1. A rumen-coated enteric-coated granule for a low-water-soluble drug, characterized in that, include: The core of at least one low-water-soluble active pharmaceutical ingredient, A coating layer covering the core; The coating layer includes an inner coating layer and an outer coating layer covering the inner coating layer; and the inner coating layer is formed of a composite coating material of hydrogenated palm oil and nano-sized calcium carbonate.

2. The low water-soluble drug enteric-coated granules according to claim 1, characterized in that, The weight ratio of the core to the coating layer is 1:1.5~2.

5.

3. The low water-soluble drug enteric-coated granules according to claim 1, characterized in that, The mass percentage of the nano-calcium carbonate in the composite coating material is 10%-20%.

4. The low water-soluble drug enteric-coated granules according to claim 1, characterized in that, The average particle size of the nano-sized calcium carbonate is no greater than 100 nanometers.

5. The low water-soluble drug enteric-coated granules according to claim 1, characterized in that, The outer coating layer contains carnauba wax; and / or, the weight of the outer coating layer accounts for 8%-18% of the total weight of the entire coated particles.

6. The low water-soluble drug enteric-coated granules according to claim 1, characterized in that, The low water-soluble active pharmaceutical ingredient is selected from one or more of antibiotics, vitamins, amino acids, and trace elements.

7. A method for preparing rumen-coated enteric-coated granules of a low water-soluble drug according to any one of claims 1-6, characterized in that, Includes the following steps: S1. Preparation of a core containing a low-water-soluble pharmaceutical active ingredient; S2. Heat and melt hydrogenated palm oil, add nano-calcium carbonate under high-speed shear, and disperse homogeneously to obtain an inner coating solution; S3. Place the core in a fluidized bed and spray the inner coating liquid onto the surface of the core to form an inner coating layer; S4. Melt carnauba wax and apply a second coating to the particles of the inner coating layer obtained in step S3 to form an outer coating layer, thus obtaining the product.

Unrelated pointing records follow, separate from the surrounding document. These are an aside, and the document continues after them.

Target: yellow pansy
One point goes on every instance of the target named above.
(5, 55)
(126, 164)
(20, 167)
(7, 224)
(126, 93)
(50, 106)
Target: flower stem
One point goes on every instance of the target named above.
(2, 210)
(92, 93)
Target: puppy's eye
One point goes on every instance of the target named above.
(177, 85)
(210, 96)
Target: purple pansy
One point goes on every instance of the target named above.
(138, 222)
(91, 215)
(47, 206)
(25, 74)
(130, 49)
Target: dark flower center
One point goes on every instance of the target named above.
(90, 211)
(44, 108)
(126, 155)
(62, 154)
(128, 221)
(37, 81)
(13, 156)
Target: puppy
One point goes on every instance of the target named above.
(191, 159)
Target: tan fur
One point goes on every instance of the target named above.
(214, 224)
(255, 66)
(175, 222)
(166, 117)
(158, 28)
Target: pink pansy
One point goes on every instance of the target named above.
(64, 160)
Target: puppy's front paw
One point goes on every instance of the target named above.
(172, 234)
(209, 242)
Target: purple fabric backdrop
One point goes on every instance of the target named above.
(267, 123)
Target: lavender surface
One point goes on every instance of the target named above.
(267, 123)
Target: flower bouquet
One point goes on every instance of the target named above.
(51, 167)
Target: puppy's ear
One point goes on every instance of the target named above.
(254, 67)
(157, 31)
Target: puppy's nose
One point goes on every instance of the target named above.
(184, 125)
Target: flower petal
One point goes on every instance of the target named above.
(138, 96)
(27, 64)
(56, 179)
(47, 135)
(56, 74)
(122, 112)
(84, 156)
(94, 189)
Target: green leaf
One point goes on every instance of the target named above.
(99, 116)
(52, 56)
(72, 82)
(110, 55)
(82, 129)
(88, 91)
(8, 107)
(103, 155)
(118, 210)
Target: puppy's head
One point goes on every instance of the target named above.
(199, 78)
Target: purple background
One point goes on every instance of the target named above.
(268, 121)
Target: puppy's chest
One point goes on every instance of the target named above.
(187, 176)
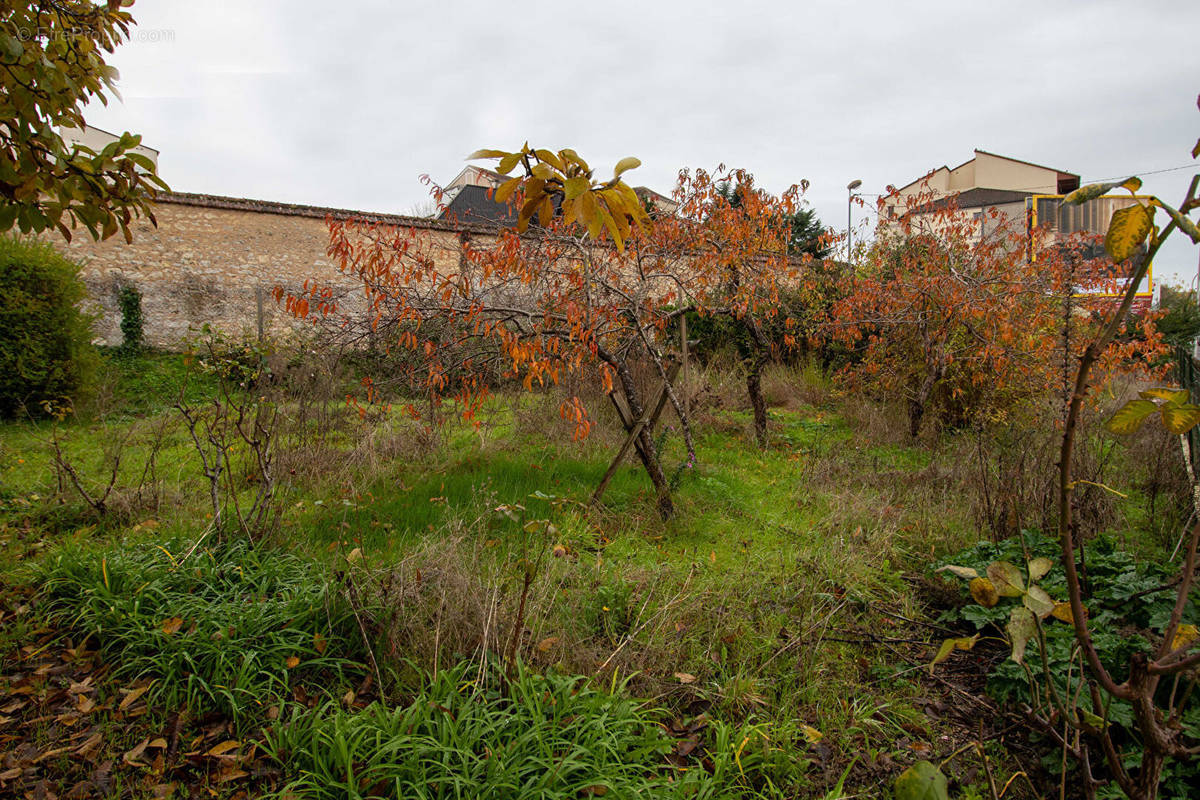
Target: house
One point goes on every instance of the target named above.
(987, 181)
(1002, 193)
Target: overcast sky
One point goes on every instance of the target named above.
(347, 103)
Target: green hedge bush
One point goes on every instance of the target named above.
(46, 352)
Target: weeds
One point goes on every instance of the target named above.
(228, 629)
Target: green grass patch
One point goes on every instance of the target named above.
(540, 737)
(227, 627)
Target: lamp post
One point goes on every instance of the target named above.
(850, 199)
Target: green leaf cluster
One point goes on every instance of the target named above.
(53, 62)
(1174, 405)
(46, 352)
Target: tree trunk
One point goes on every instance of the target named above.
(754, 389)
(759, 355)
(646, 449)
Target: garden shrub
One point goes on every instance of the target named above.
(46, 352)
(132, 323)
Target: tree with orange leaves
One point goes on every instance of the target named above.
(948, 311)
(586, 280)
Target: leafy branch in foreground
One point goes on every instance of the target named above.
(1132, 238)
(52, 62)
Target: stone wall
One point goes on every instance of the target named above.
(215, 260)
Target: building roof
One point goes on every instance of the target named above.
(1030, 163)
(319, 212)
(475, 204)
(1061, 173)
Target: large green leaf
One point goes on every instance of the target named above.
(922, 781)
(1127, 230)
(1038, 601)
(1092, 191)
(1129, 416)
(1021, 626)
(505, 190)
(984, 591)
(1039, 566)
(1007, 578)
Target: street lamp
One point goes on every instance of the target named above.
(850, 198)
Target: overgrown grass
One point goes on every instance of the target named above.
(534, 737)
(756, 611)
(227, 627)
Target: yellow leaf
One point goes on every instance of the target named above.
(505, 190)
(508, 162)
(576, 186)
(624, 164)
(1185, 636)
(1128, 228)
(951, 645)
(1129, 416)
(1180, 419)
(225, 747)
(550, 158)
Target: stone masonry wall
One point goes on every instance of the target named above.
(215, 260)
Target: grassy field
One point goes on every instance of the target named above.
(445, 614)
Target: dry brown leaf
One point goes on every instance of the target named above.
(132, 697)
(132, 756)
(231, 775)
(225, 747)
(51, 753)
(90, 744)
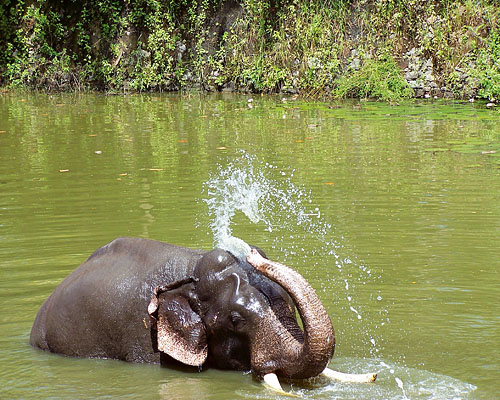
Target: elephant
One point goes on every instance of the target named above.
(146, 301)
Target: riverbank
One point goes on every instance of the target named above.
(380, 49)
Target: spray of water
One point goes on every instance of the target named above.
(247, 186)
(269, 199)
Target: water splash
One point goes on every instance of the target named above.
(246, 185)
(284, 217)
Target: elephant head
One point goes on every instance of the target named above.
(231, 316)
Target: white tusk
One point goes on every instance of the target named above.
(340, 376)
(271, 380)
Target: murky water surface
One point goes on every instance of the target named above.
(392, 214)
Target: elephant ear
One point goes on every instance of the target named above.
(175, 328)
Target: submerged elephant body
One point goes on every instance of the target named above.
(141, 300)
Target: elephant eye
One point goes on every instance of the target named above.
(236, 318)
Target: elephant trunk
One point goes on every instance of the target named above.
(313, 355)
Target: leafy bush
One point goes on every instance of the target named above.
(378, 78)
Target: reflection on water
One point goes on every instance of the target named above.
(399, 236)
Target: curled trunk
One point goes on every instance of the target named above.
(312, 356)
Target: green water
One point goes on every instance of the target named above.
(409, 269)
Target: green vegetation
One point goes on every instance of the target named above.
(381, 49)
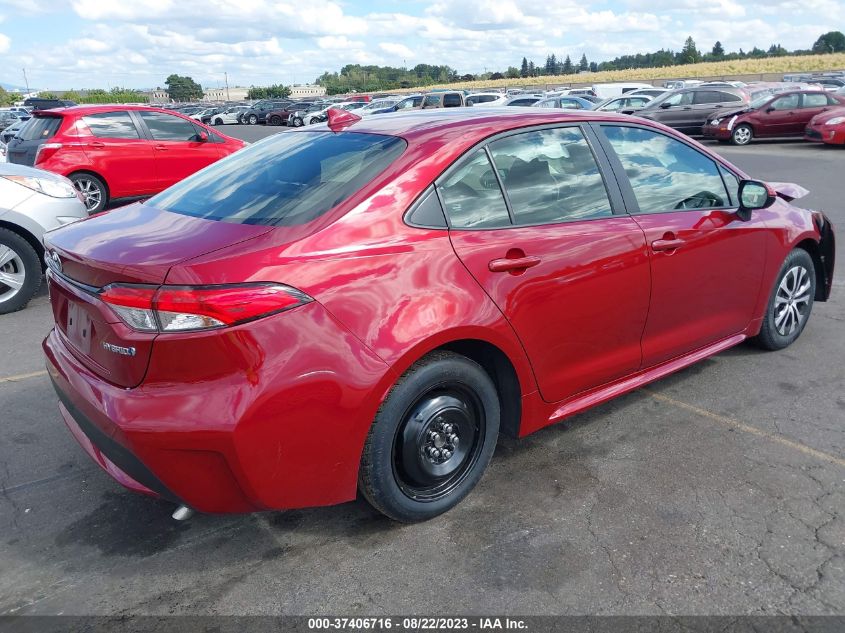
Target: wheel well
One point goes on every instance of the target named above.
(500, 369)
(29, 237)
(812, 249)
(93, 173)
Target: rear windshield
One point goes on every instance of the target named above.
(40, 128)
(285, 180)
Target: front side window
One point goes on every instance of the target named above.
(166, 127)
(111, 125)
(665, 173)
(472, 197)
(789, 102)
(550, 176)
(285, 180)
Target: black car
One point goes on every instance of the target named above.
(37, 103)
(259, 110)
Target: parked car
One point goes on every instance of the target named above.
(373, 278)
(36, 103)
(112, 152)
(411, 102)
(7, 118)
(446, 99)
(623, 105)
(8, 133)
(521, 101)
(782, 114)
(485, 98)
(259, 110)
(688, 109)
(564, 101)
(827, 127)
(648, 92)
(377, 105)
(229, 115)
(32, 201)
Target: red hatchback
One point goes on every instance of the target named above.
(780, 115)
(367, 305)
(112, 152)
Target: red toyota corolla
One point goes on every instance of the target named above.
(115, 151)
(367, 305)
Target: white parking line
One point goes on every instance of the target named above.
(745, 428)
(20, 377)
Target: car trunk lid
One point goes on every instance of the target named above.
(137, 244)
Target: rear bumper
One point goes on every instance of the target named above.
(276, 435)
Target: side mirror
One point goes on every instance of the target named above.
(754, 195)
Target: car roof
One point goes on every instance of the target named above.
(478, 121)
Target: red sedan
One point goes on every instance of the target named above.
(111, 152)
(780, 115)
(827, 127)
(367, 305)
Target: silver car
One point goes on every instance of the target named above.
(32, 201)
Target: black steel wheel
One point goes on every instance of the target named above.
(432, 438)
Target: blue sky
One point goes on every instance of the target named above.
(137, 43)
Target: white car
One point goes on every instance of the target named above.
(228, 116)
(32, 202)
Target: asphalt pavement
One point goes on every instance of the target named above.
(718, 490)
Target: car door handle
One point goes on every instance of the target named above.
(666, 245)
(512, 264)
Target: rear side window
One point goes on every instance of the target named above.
(815, 100)
(451, 100)
(472, 196)
(665, 173)
(111, 125)
(166, 127)
(285, 180)
(550, 176)
(40, 128)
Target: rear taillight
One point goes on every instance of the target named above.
(190, 308)
(45, 151)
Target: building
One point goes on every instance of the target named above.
(307, 90)
(232, 93)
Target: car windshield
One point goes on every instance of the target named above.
(285, 180)
(760, 100)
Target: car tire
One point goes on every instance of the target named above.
(20, 272)
(790, 303)
(443, 408)
(93, 189)
(742, 134)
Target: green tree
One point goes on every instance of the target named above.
(182, 88)
(689, 53)
(583, 65)
(832, 42)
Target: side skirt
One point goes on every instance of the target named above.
(593, 397)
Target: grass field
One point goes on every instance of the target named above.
(738, 68)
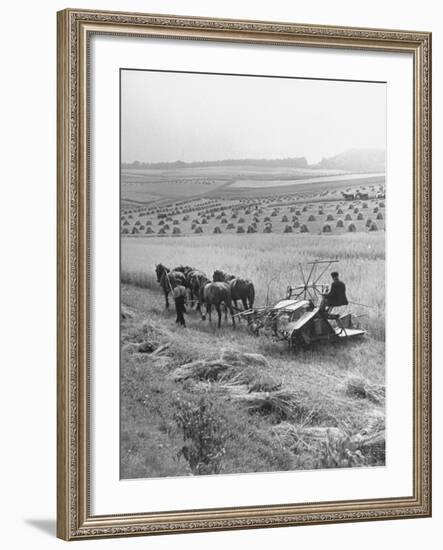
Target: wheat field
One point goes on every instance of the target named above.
(271, 262)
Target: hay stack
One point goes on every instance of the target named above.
(359, 388)
(280, 404)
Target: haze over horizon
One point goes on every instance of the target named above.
(169, 117)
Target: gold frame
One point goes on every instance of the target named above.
(74, 520)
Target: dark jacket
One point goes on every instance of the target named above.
(337, 295)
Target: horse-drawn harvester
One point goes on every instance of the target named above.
(301, 318)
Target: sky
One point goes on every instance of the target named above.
(199, 117)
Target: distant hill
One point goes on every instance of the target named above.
(293, 162)
(356, 160)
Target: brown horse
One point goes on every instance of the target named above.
(241, 289)
(214, 294)
(168, 280)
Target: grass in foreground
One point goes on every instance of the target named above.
(312, 406)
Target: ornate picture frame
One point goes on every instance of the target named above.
(75, 518)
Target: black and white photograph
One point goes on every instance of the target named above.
(252, 274)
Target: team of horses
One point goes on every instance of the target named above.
(223, 290)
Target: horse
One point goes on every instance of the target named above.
(214, 294)
(241, 289)
(168, 280)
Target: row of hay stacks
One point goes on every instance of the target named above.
(225, 216)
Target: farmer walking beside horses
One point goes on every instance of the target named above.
(336, 295)
(179, 295)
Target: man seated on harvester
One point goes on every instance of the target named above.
(336, 295)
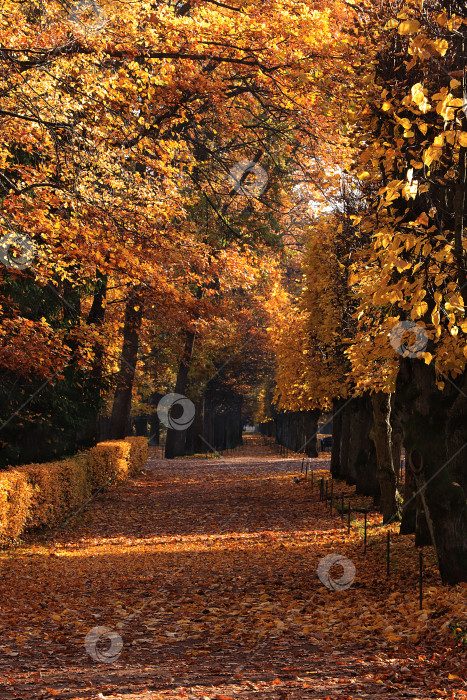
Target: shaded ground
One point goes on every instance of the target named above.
(206, 571)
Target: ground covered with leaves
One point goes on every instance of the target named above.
(204, 572)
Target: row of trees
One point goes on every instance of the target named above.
(378, 334)
(148, 153)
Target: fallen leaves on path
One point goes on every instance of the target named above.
(206, 570)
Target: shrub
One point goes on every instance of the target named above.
(58, 489)
(38, 495)
(15, 502)
(138, 453)
(109, 462)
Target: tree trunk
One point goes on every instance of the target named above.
(362, 453)
(345, 444)
(175, 442)
(381, 436)
(120, 418)
(428, 431)
(336, 438)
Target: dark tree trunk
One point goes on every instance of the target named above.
(175, 442)
(345, 445)
(432, 422)
(362, 454)
(96, 317)
(381, 436)
(310, 431)
(120, 418)
(336, 438)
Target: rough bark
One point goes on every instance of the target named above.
(428, 434)
(336, 438)
(381, 436)
(120, 418)
(175, 442)
(345, 444)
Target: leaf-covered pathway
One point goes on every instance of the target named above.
(206, 570)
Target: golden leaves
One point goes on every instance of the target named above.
(408, 27)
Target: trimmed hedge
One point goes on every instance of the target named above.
(38, 495)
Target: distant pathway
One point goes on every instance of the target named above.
(206, 571)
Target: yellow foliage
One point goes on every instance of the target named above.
(43, 495)
(138, 453)
(109, 462)
(15, 501)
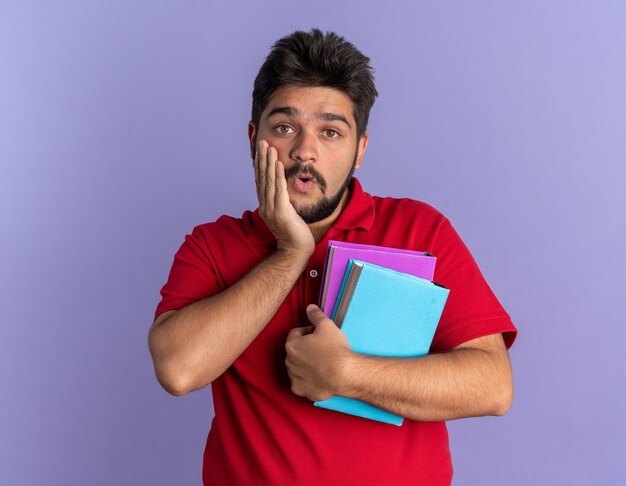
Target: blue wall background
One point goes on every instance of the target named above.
(123, 125)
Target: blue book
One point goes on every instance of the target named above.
(386, 313)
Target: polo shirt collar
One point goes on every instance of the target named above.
(358, 213)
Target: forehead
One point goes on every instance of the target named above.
(311, 101)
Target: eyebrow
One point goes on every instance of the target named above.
(290, 111)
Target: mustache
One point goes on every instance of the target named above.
(300, 169)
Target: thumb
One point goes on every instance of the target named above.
(315, 314)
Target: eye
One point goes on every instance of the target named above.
(283, 129)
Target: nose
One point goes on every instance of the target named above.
(305, 147)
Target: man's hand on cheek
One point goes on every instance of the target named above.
(317, 357)
(288, 227)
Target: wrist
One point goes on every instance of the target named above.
(346, 368)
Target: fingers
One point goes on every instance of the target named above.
(260, 169)
(270, 179)
(269, 174)
(315, 314)
(282, 196)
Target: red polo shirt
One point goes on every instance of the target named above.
(264, 434)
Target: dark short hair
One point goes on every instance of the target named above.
(312, 59)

8. The method for preparing rumen-coated enteric-coated granules of low water-soluble drugs according to claim 7, characterized in that, In step S2, the rotation speed of the high-speed shearing is 8000-12000 rpm, and the homogenization time is 10-20 minutes; And / or, in step S3, the bed temperature of the fluidized bed is controlled at 30-40°C, and the spray temperature of the coating liquid is maintained at 70-90°C; And / or, in step S4, the spray temperature of the carnauba wax is maintained at 100-120°C.

9. A feed additive, characterized in that, It contains rumen-coated enteric-coated particles containing low water-soluble drugs as described in any one of claims 1-6.

10. Use of the rumen-exposed enteric-coated granules of any one of claims 1-6 in the preparation of rumen-exposed targeted release drugs for ruminants.